In background mode, the FPGA continuously reprograms the ADCs to poll each input in turn. A complete scan of all 21 channels is completed within 7ms, corresponding to a sampling rate of 140Hz. As long as no movement event occurs, the data on each channel is averaged within the FPGA. On request from the processor (typically once per second), the accumulated average is reported and a new averaging process is begun. If the beginning of an event is detected by the FPGA, via thresholding levels on the motor current and voltage, then the FPGA immediately switches data acquisition to the movement event mode, where each ADC scans a single channel only at 2500Hz. The switch to event mode occurs within 7ms of the motor current and voltage rising above the selected threshold level. The event data is stored in local RAM. The processor is informed of the start and completion of the event, after which the event data is read back to the processor on request.

The processor is a Pentium 166MHz on a PC-104 form factor, running the condition monitoring application under the real-time operating system VxWorks. A local (silicon) hard drive is used to store programs and data. The tasks of the processor are as follows:

  • Poll the FPGA once per second for its status. If the FPGA is in background mode, collect background data and update records; if it is in movement event mode, wait until the event is complete and then retrieve event data from FPGA.
  • Process event data to generate event record files and to calculate parameter values based upon event data.
  • Update the object-oriented database, which stores the values of all key parameters at different time scales.

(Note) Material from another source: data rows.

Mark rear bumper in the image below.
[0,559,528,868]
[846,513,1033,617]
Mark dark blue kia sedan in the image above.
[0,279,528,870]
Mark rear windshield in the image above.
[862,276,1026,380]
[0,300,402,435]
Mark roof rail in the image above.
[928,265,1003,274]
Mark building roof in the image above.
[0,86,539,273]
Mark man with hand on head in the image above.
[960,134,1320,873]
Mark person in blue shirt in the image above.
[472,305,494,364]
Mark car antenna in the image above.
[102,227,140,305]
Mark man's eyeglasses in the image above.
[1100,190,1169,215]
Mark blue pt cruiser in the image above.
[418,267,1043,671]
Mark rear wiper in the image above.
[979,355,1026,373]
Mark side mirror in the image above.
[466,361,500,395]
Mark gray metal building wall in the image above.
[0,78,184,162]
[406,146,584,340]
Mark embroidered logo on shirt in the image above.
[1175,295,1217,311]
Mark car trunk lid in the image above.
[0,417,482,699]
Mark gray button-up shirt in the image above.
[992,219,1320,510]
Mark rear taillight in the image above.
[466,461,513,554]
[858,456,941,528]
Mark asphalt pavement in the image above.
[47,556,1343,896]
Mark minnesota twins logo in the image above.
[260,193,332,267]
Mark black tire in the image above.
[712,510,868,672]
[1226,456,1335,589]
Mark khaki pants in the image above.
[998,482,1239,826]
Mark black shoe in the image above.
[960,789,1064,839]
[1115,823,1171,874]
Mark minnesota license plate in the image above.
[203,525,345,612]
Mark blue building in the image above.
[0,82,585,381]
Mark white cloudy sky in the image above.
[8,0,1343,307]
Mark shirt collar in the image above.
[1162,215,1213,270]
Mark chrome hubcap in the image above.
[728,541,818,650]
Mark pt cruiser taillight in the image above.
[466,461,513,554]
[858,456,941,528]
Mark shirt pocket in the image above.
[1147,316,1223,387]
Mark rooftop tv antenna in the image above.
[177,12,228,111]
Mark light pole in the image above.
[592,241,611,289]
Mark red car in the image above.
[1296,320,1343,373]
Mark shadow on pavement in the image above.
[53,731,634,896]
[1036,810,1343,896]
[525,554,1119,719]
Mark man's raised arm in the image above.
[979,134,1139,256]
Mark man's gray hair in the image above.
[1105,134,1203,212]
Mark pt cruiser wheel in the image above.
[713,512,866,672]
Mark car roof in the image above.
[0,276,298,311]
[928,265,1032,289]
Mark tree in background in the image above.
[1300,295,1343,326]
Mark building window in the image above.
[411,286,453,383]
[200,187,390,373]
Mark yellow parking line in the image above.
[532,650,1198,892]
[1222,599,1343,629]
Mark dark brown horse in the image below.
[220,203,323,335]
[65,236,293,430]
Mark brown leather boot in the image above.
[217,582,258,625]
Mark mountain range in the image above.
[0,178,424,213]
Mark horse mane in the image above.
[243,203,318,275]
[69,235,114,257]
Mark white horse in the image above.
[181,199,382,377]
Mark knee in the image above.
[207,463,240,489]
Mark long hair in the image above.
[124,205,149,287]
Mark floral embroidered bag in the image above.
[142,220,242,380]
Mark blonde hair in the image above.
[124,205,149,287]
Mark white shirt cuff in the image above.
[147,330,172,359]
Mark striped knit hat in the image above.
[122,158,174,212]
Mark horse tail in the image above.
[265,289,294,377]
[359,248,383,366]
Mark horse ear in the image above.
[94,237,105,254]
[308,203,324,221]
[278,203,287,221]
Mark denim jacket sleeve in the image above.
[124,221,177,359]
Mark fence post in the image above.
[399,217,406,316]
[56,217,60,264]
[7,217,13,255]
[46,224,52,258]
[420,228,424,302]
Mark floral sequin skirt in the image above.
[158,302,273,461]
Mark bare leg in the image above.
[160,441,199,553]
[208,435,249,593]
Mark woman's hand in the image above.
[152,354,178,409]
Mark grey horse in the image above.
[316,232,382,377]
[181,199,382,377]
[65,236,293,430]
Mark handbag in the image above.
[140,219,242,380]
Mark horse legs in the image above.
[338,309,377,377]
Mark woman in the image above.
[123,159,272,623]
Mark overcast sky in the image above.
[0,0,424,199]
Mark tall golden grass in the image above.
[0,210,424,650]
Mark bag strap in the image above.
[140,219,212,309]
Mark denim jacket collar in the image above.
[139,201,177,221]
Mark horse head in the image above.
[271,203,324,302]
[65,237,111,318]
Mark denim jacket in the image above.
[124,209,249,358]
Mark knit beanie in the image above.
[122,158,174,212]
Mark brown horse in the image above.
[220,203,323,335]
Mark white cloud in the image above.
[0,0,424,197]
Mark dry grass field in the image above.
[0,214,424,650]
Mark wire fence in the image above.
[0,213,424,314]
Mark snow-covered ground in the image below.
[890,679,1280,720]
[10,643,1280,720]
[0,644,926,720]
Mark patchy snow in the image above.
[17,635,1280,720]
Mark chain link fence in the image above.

  • Use the database to update the status of all diagnostics and alarms.
  • Alert maintenance staff to any significant change (e.g. via e-mail, or SMS message).
  • Record background data and comment files for incorporation into archival reports, e.g. case open/closed, crank engaged, user comment submitted from console, diagnostics.
  • Detect train events on-line and generate train event record files and reports.
  • Generate ASCII logfile giving time-stamped messages of all activities.
  • Provide http, ftp and telnet services for local or remote access, with full security features enabled (e.g. two levels of password protection).